O homem que resgatamos disse ser natural de Juiz de Fora. Assim que soube disso pelo interfone, o Coronel Matsumoto mandou que o homem fosse levado à cabine. Pedro e Miranda o conduziram, meio aos empurrões, até o teto solar, e eu percebi quando a jovem o segurou pelo braço ferido apenas para causar dor. Preciso encontrar um tempo para conversar com essa moça, antes que a influência do seu novo namorado acabe por corromper ainda mais profundamente sua alma. Acredito que, apesar da frieza com que começou a tratar as perdas dos nossos, ela ainda não se recuperou da morte de Davi, e está tentando bloquear a lembrança e preencher o vazio em seu coração da maneira errada. Há tão poucas almas para cuidar, mas de quantos cuidados elas precisam, ó Senhor!

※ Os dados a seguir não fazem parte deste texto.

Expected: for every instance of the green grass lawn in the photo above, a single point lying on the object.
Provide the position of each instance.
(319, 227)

Com a ajuda do recém chegado, o irmão Wiliam encontrou uma rota relativamente livre, por onde nosso veículo conseguia passar. Neste momento em que escrevo já passa da meia-noite, e o Coronel continua interrogando o homem que diz chamar-se Mauro, enquanto os demais terminam de montar o acampamento às margens do rio. Não estou certo de que seja o mais seguro, e continuarei dormindo com minhas esposas na carroceria blindada. É o melhor para nós.

Que Deus nos proteja dos perigos desta noite.